Events archive
Queer social reproduction and abolition: Imagining queer liberated futures Part I
Monday 24 March 17:00 until 19:00
University of Sussex Campus : Silverstone SB 302
Speaker: Talk by Ira Terán, visiting scholar at University of Sussex, Chaired by Sam Solomon, Sussex
Part of the series: Imagining queer liberated futures: Between transfeminist cultures and abolitionist horizons
Hosted by the Centre for the Study of Sexual Dissidence.
In this event series we will try to think, through queer liberationisms, radical black and Marxist feminisms, and social reproduction theories, the possibility of fully emancipatory and transfeminist futures.
Queer social reproduction and abolition
Often working-class queer and gender-nonconforming people have been pushed out of their homes, having to find dispossessed, yet creative, ways to survive and thrive. These networks of care work and resistance on the margins of capitalist and heteronormative institutions are called queer social reproduction. On the other hand, the concept of abolition has recently been repositioned theoretically and politically, calling for collective forms of post-scarcity. One of these renewed calls is family abolition, as already imagined by gay liberationists and radical feminists in the 1970s. What dialogue can we establish between abolitionist horizons and queer social reproduction? Can trans/feminist culture and fiction show us the historical intimacy between the two concepts?

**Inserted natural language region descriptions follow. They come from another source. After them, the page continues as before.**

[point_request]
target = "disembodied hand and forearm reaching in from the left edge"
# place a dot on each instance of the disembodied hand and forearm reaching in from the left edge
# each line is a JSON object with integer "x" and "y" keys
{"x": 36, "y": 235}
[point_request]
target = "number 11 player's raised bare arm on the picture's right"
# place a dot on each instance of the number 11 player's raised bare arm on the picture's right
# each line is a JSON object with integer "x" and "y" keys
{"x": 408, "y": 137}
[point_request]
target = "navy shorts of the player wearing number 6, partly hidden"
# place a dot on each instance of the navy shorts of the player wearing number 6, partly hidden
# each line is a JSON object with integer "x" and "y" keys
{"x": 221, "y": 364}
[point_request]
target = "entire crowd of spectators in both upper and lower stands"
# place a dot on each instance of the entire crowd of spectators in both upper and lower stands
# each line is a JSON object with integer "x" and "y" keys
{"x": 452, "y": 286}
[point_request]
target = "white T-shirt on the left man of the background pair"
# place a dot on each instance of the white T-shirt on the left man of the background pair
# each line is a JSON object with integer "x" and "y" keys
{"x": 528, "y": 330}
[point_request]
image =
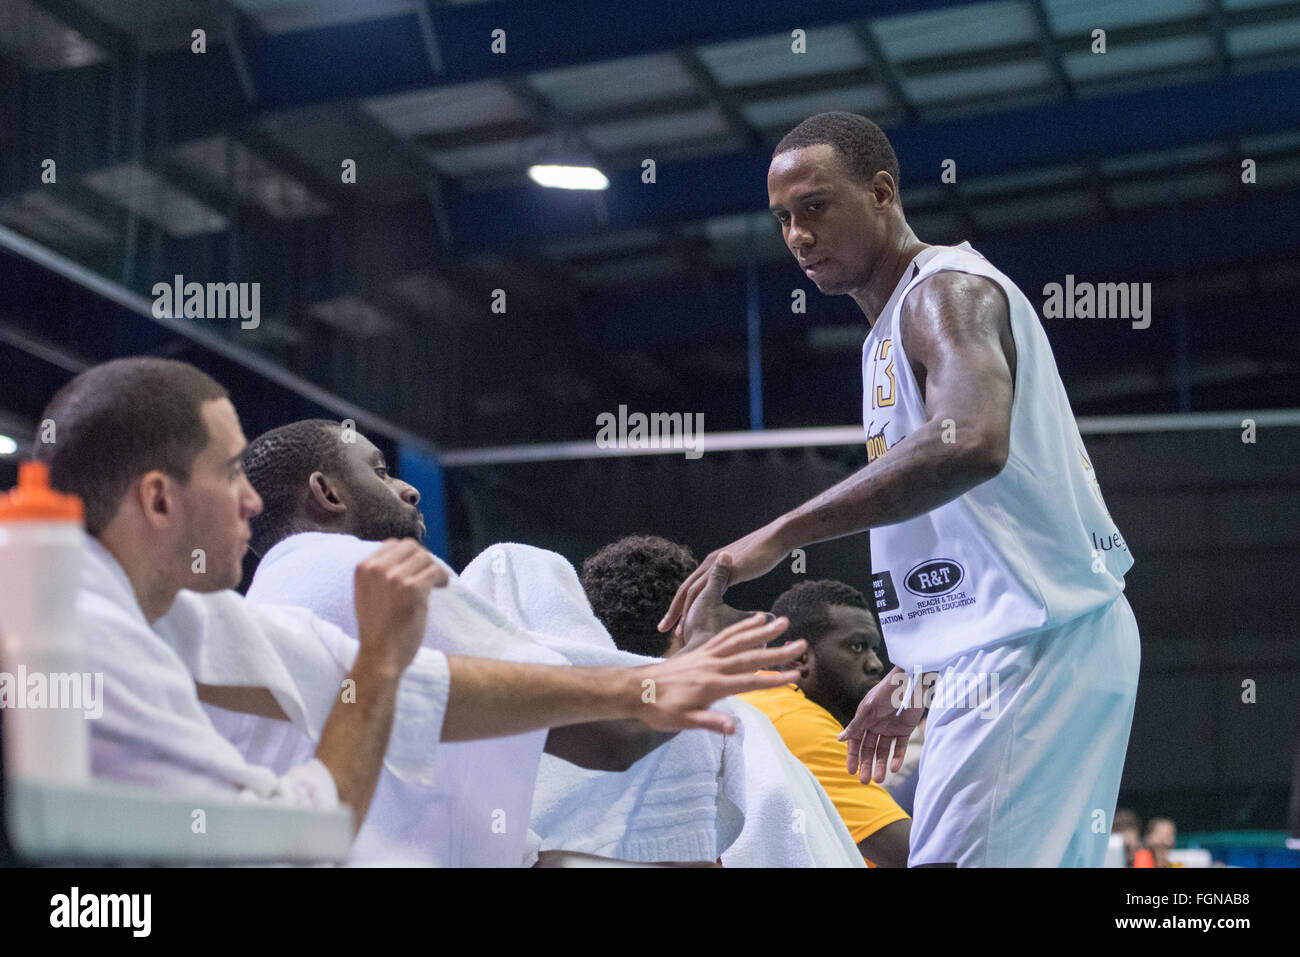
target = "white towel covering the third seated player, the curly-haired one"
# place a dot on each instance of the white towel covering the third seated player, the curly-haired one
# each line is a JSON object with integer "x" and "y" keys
{"x": 699, "y": 796}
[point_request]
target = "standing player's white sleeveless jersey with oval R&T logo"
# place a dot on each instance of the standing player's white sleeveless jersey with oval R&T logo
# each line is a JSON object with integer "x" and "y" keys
{"x": 1026, "y": 552}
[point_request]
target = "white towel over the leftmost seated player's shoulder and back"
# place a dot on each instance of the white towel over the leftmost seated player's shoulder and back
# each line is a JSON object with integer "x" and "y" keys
{"x": 154, "y": 730}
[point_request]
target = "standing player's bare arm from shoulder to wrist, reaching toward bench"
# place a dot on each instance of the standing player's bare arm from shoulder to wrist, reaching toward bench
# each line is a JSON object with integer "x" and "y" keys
{"x": 956, "y": 334}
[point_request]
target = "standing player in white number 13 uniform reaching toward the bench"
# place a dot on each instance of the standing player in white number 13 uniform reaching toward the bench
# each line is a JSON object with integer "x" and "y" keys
{"x": 998, "y": 571}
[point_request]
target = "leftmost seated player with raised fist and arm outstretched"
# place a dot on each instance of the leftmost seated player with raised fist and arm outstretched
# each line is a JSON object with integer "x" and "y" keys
{"x": 154, "y": 449}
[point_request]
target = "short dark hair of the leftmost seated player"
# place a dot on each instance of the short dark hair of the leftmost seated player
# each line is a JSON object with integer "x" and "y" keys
{"x": 119, "y": 421}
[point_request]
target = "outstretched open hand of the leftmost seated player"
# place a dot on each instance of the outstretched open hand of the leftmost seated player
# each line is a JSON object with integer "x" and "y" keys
{"x": 677, "y": 695}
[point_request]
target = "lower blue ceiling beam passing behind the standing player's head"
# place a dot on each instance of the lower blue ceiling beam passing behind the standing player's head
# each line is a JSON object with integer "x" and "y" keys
{"x": 1026, "y": 138}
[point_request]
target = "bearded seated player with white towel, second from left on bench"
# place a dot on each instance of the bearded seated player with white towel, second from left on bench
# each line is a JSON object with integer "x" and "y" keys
{"x": 328, "y": 499}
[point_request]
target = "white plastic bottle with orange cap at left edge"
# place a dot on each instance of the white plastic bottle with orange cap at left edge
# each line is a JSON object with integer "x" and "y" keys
{"x": 44, "y": 690}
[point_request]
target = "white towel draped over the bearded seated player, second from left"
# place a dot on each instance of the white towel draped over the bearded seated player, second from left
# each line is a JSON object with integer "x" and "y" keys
{"x": 470, "y": 806}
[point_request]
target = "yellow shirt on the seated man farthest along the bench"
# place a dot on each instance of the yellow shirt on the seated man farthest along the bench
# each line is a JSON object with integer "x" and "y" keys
{"x": 811, "y": 733}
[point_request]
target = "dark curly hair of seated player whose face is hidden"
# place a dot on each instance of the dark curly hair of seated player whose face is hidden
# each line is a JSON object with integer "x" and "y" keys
{"x": 631, "y": 584}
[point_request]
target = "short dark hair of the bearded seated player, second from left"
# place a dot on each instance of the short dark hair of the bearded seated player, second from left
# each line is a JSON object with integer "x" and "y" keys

Ira Terán (she/they) holds a degree in English Studies with a major in Cultural Studies from the University of Zaragoza, and a master's degree in LGTBIQ Studies from the Complutense University of Madrid. She is currently pursuing her PhD research titled Queer Communards of Care, which focuses on family abolitionism through contemporary transfeminist literature. She is the author of the queer abolitionist essay Mutantes y divinas, compiler of Las degeneradas trans acaban con la familia, co-coordinator of the anthology Trans/bordəs (Kaótica 2022, 2023, 2025) and guest co-editor of the Transgender Studies Quarterly issue devoted to trans Marxism (Duke University Press, 2024). Her work seeks to link queer liberation with revolutionary political imagination, so as to make possible futures of communized care, promiscuous gender and lots of (eco-socialist) glitter.